Inverse Reinforcement Learning (IRL) is a powerful paradigm for inferring a reward function from expert demonstrations. Many IRL algorithms require a known transition model and sometimes even a known expert policy, or they at least require access to a generative model. However, these assumptions are too strong for many real-world applications, where the environment can be accessed only through sequential interaction. We propose a novel IRL algorithm: Active exploration for Inverse Reinforcement Learning (AceIRL), which actively explores an unknown environment and expert policy to quickly learn the expert's reward function and identify a good policy. AceIRL uses previous observations to construct confidence intervals that capture plausible reward functions and find exploration policies that focus on the most informative regions of the environment. AceIRL is the first approach to active IRL with sample-complexity bounds that does not require a generative model of the environment. AceIRL matches the sample complexity of active IRL with a generative model in the worst case. Additionally, we establish a problem-dependent bound that relates the sample complexity of AceIRL to the suboptimality gap of a given IRL problem. We empirically evaluate AceIRL in simulations and find that it significantly outperforms more naive exploration strategies.
翻译:逆强化学习的主动探索
逆强化学习是一种从专家演示中推断出奖励函数的强大范例。
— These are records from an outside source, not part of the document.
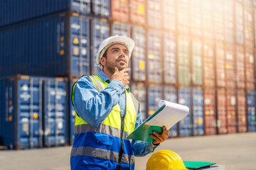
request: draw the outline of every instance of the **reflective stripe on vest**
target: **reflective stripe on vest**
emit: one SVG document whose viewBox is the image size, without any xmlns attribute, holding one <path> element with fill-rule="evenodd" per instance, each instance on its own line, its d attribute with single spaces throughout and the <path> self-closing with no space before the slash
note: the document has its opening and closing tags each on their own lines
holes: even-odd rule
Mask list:
<svg viewBox="0 0 256 170">
<path fill-rule="evenodd" d="M 97 89 L 100 93 L 108 84 L 101 82 L 100 77 L 97 79 L 95 76 L 89 76 L 93 83 L 95 84 Z M 73 88 L 73 94 L 75 89 L 75 84 Z M 131 132 L 133 131 L 135 126 L 135 121 L 137 118 L 137 114 L 139 108 L 139 102 L 136 100 L 134 96 L 131 93 L 126 93 L 127 103 L 126 105 L 129 107 L 127 108 L 127 114 L 125 115 L 125 125 L 123 134 L 123 140 L 127 140 L 127 137 Z M 73 95 L 72 100 L 73 99 Z M 132 107 L 133 106 L 133 107 Z M 132 107 L 132 108 L 131 108 Z M 111 136 L 114 136 L 118 138 L 121 138 L 121 115 L 120 108 L 119 104 L 117 104 L 112 109 L 110 115 L 105 118 L 105 120 L 99 125 L 97 128 L 95 128 L 85 122 L 78 115 L 75 114 L 75 125 L 74 133 L 82 134 L 85 132 L 98 132 L 107 134 Z M 75 137 L 74 143 L 75 142 Z M 132 147 L 132 146 L 131 146 Z M 99 148 L 90 147 L 87 146 L 80 146 L 79 147 L 73 147 L 71 152 L 71 157 L 76 155 L 89 156 L 95 158 L 102 158 L 106 159 L 110 159 L 114 162 L 118 162 L 119 153 L 113 152 L 111 150 L 102 149 Z M 123 154 L 121 158 L 121 162 L 124 164 L 134 164 L 134 155 L 128 155 Z"/>
</svg>

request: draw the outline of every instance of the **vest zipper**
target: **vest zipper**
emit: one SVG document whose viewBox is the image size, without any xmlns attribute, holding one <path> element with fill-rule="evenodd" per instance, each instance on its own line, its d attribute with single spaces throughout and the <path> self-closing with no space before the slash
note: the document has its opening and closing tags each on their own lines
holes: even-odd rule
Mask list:
<svg viewBox="0 0 256 170">
<path fill-rule="evenodd" d="M 124 141 L 122 140 L 122 137 L 123 137 L 123 134 L 124 134 L 124 117 L 126 115 L 126 110 L 127 110 L 127 94 L 125 93 L 125 107 L 124 107 L 124 116 L 122 116 L 122 115 L 120 113 L 120 115 L 121 115 L 121 137 L 120 137 L 121 148 L 120 148 L 120 152 L 119 152 L 119 158 L 118 158 L 118 166 L 117 167 L 117 170 L 119 170 L 121 168 L 121 159 L 122 159 L 122 154 L 124 152 Z"/>
</svg>

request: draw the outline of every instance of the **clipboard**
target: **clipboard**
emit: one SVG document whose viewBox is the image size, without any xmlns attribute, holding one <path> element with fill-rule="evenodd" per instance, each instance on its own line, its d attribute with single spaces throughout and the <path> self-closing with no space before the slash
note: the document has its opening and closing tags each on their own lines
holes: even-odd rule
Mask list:
<svg viewBox="0 0 256 170">
<path fill-rule="evenodd" d="M 166 129 L 169 130 L 173 125 L 187 115 L 189 111 L 187 106 L 164 100 L 159 101 L 159 106 L 160 108 L 142 123 L 141 125 L 137 127 L 127 137 L 128 139 L 153 142 L 154 139 L 149 136 L 150 134 L 153 134 L 153 130 L 158 133 L 161 133 L 163 132 L 163 125 L 165 125 Z M 181 108 L 183 109 L 183 110 Z M 179 111 L 182 112 L 182 114 L 177 114 Z M 168 118 L 169 119 L 171 119 L 172 118 L 174 118 L 174 116 L 176 117 L 174 122 L 172 121 L 172 123 L 170 123 L 169 125 L 165 125 L 167 123 L 166 120 L 164 120 L 164 121 L 161 121 L 161 120 L 163 119 L 163 116 Z M 164 123 L 164 125 L 161 123 Z"/>
</svg>

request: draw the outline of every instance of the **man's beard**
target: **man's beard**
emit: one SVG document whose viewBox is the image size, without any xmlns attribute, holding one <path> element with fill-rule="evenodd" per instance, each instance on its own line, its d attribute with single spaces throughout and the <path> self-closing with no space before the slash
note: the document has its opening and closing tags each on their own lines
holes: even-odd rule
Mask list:
<svg viewBox="0 0 256 170">
<path fill-rule="evenodd" d="M 117 66 L 115 64 L 117 62 L 118 60 L 119 60 L 119 58 L 117 58 L 114 61 L 114 63 L 111 63 L 111 62 L 108 62 L 107 60 L 106 60 L 106 68 L 112 74 L 114 74 L 114 67 L 117 67 L 117 69 L 119 72 L 125 68 L 127 68 L 127 66 L 126 65 L 126 64 L 122 64 L 121 63 L 120 65 Z"/>
</svg>

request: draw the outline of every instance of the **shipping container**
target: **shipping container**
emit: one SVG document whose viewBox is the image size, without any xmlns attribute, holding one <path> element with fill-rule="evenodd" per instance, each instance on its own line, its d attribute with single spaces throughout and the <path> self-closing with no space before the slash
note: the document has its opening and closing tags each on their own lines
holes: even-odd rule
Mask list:
<svg viewBox="0 0 256 170">
<path fill-rule="evenodd" d="M 235 91 L 228 89 L 226 91 L 226 114 L 228 133 L 236 132 L 236 111 L 235 111 Z"/>
<path fill-rule="evenodd" d="M 178 38 L 178 82 L 183 85 L 189 85 L 191 81 L 189 41 L 186 37 Z"/>
<path fill-rule="evenodd" d="M 246 93 L 245 90 L 237 90 L 238 126 L 238 132 L 247 131 L 246 123 Z"/>
<path fill-rule="evenodd" d="M 146 23 L 146 0 L 130 0 L 129 10 L 130 22 L 139 25 Z"/>
<path fill-rule="evenodd" d="M 89 74 L 89 30 L 88 18 L 63 13 L 0 32 L 0 76 Z"/>
<path fill-rule="evenodd" d="M 225 134 L 227 129 L 226 92 L 223 89 L 217 89 L 216 92 L 216 108 L 217 108 L 217 132 L 218 134 Z"/>
<path fill-rule="evenodd" d="M 202 35 L 202 0 L 191 1 L 191 32 L 193 35 Z"/>
<path fill-rule="evenodd" d="M 255 89 L 255 57 L 252 48 L 245 47 L 245 84 L 247 89 Z"/>
<path fill-rule="evenodd" d="M 235 48 L 233 44 L 225 45 L 225 86 L 235 88 Z"/>
<path fill-rule="evenodd" d="M 124 35 L 131 37 L 131 26 L 119 22 L 113 22 L 111 28 L 111 35 Z"/>
<path fill-rule="evenodd" d="M 253 8 L 252 6 L 245 6 L 245 44 L 246 46 L 253 47 Z"/>
<path fill-rule="evenodd" d="M 214 89 L 205 89 L 203 92 L 205 135 L 216 134 L 215 91 Z"/>
<path fill-rule="evenodd" d="M 219 87 L 225 86 L 225 52 L 223 42 L 215 42 L 215 72 L 216 85 Z"/>
<path fill-rule="evenodd" d="M 176 1 L 177 8 L 177 26 L 178 31 L 181 34 L 190 34 L 190 1 Z"/>
<path fill-rule="evenodd" d="M 170 85 L 164 86 L 164 100 L 177 103 L 177 92 L 174 86 Z M 169 130 L 169 137 L 177 137 L 177 124 L 176 124 Z"/>
<path fill-rule="evenodd" d="M 223 1 L 217 0 L 213 3 L 213 23 L 215 39 L 224 40 L 224 7 Z"/>
<path fill-rule="evenodd" d="M 64 78 L 1 79 L 1 145 L 28 149 L 67 144 L 66 85 Z"/>
<path fill-rule="evenodd" d="M 132 26 L 132 38 L 135 47 L 132 56 L 132 80 L 146 80 L 146 30 L 142 27 Z"/>
<path fill-rule="evenodd" d="M 128 0 L 111 1 L 111 14 L 114 21 L 127 23 L 129 21 Z"/>
<path fill-rule="evenodd" d="M 192 81 L 193 85 L 203 85 L 202 41 L 193 39 L 192 43 Z"/>
<path fill-rule="evenodd" d="M 242 4 L 235 2 L 235 38 L 238 44 L 244 44 L 244 16 Z"/>
<path fill-rule="evenodd" d="M 162 4 L 157 0 L 147 0 L 147 25 L 150 28 L 162 28 Z"/>
<path fill-rule="evenodd" d="M 146 114 L 146 88 L 145 84 L 133 82 L 131 86 L 131 92 L 139 102 L 139 106 L 142 110 L 142 118 L 144 121 L 148 118 Z"/>
<path fill-rule="evenodd" d="M 151 84 L 147 90 L 148 114 L 150 116 L 159 108 L 158 103 L 163 99 L 163 87 L 160 84 Z"/>
<path fill-rule="evenodd" d="M 202 1 L 202 23 L 203 23 L 203 36 L 205 38 L 213 39 L 213 1 Z"/>
<path fill-rule="evenodd" d="M 178 89 L 178 103 L 190 108 L 190 89 L 189 87 Z M 192 135 L 192 123 L 191 111 L 178 123 L 179 136 L 188 137 Z"/>
<path fill-rule="evenodd" d="M 175 0 L 164 0 L 163 5 L 163 29 L 175 30 L 176 28 L 176 8 Z"/>
<path fill-rule="evenodd" d="M 177 81 L 176 37 L 164 32 L 163 39 L 164 81 L 166 84 L 175 84 Z"/>
<path fill-rule="evenodd" d="M 255 91 L 247 91 L 247 116 L 248 132 L 256 132 Z"/>
<path fill-rule="evenodd" d="M 162 81 L 161 32 L 149 30 L 147 32 L 147 74 L 148 81 L 153 83 Z"/>
<path fill-rule="evenodd" d="M 204 40 L 203 47 L 203 84 L 215 86 L 214 44 L 210 40 Z"/>
<path fill-rule="evenodd" d="M 193 135 L 204 135 L 203 95 L 201 87 L 192 89 Z"/>
<path fill-rule="evenodd" d="M 94 18 L 91 20 L 90 26 L 90 74 L 97 75 L 101 71 L 96 63 L 97 53 L 100 43 L 110 37 L 110 26 L 107 19 Z"/>
<path fill-rule="evenodd" d="M 225 41 L 234 42 L 234 8 L 233 1 L 224 1 L 224 35 Z"/>
<path fill-rule="evenodd" d="M 238 88 L 245 88 L 245 50 L 243 46 L 236 46 L 236 86 Z"/>
</svg>

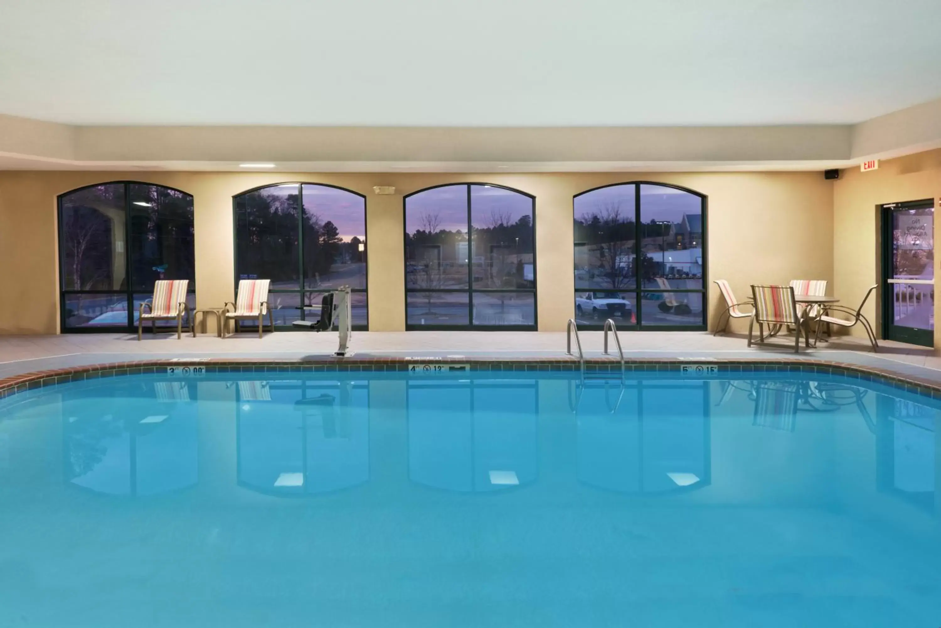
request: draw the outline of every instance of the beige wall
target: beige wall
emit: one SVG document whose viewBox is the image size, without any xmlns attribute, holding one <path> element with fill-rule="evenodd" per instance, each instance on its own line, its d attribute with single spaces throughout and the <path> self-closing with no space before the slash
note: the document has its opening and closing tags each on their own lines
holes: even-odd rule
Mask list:
<svg viewBox="0 0 941 628">
<path fill-rule="evenodd" d="M 941 150 L 883 161 L 879 169 L 869 172 L 851 169 L 840 173 L 834 187 L 834 282 L 836 294 L 847 305 L 858 304 L 866 290 L 880 281 L 877 206 L 923 199 L 934 199 L 935 203 L 941 199 Z M 935 242 L 937 235 L 935 220 Z M 880 336 L 881 298 L 877 294 L 864 311 Z M 935 327 L 934 346 L 941 347 L 937 331 Z M 854 329 L 853 333 L 864 332 Z"/>
<path fill-rule="evenodd" d="M 727 279 L 741 297 L 753 282 L 834 280 L 833 184 L 820 172 L 716 173 L 256 173 L 0 171 L 0 333 L 56 333 L 58 299 L 56 197 L 95 183 L 136 180 L 193 195 L 198 305 L 220 305 L 234 292 L 231 197 L 259 185 L 305 181 L 367 197 L 370 329 L 405 329 L 402 197 L 429 185 L 468 181 L 535 196 L 541 330 L 563 330 L 573 314 L 572 197 L 627 181 L 684 185 L 709 197 L 709 276 Z M 377 196 L 374 185 L 394 185 Z M 711 286 L 710 286 L 711 288 Z M 710 320 L 721 297 L 710 290 Z M 10 303 L 15 303 L 12 307 Z M 744 325 L 737 322 L 738 329 Z M 745 324 L 746 325 L 746 324 Z"/>
</svg>

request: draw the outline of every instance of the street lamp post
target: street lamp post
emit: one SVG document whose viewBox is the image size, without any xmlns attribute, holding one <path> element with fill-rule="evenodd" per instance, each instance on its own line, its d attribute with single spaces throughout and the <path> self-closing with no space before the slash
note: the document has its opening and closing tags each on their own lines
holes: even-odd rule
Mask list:
<svg viewBox="0 0 941 628">
<path fill-rule="evenodd" d="M 663 233 L 663 225 L 672 225 L 673 222 L 670 220 L 654 220 L 654 223 L 660 225 L 661 264 L 663 266 L 663 277 L 666 277 L 666 233 Z"/>
</svg>

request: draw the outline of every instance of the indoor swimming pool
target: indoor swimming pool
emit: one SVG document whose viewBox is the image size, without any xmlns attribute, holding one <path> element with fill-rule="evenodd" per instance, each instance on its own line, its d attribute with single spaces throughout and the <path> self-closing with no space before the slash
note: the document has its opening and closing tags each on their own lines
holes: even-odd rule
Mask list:
<svg viewBox="0 0 941 628">
<path fill-rule="evenodd" d="M 0 626 L 941 625 L 939 402 L 841 376 L 0 401 Z"/>
</svg>

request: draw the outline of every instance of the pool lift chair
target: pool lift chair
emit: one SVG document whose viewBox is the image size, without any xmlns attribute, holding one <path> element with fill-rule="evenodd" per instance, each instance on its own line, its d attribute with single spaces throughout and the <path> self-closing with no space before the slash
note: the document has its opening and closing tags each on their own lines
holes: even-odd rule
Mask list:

许多IRL算法需要一个已知的转移模型,有时甚至需要一个已知的专家策略,或者至少要求访问生成模型。然而,这些假设对许多实际应用来说太强了,因为环境只能通过顺序交互来访问。本文提出一种新颖的IRL算法:逆强化学习的主动探索(AceIRL),该算法主动探索未知的环境和专家策略,快速学习专家的奖励函数并确定一个良好的策略。AceIRL利用先前的观测结果构建置信区间,捕捉合理的奖励函数,并找到探索策略,重点关注环境中最有信息的区域。AceIRL是第一个没有需要环境的生成模型,具有采样复杂度界限的主动IRL方法。AceIRL与具有生成模型的主动IRL在最坏情况下匹配样本复杂度。此外,我们建立了一个问题相关的界限,将AceIRL的样本复杂度与给定IRL问题的次优间隙联系起来。我们在模拟中对AceIRL进行了实证评估,并发现它显著优于更为简单的探索策略。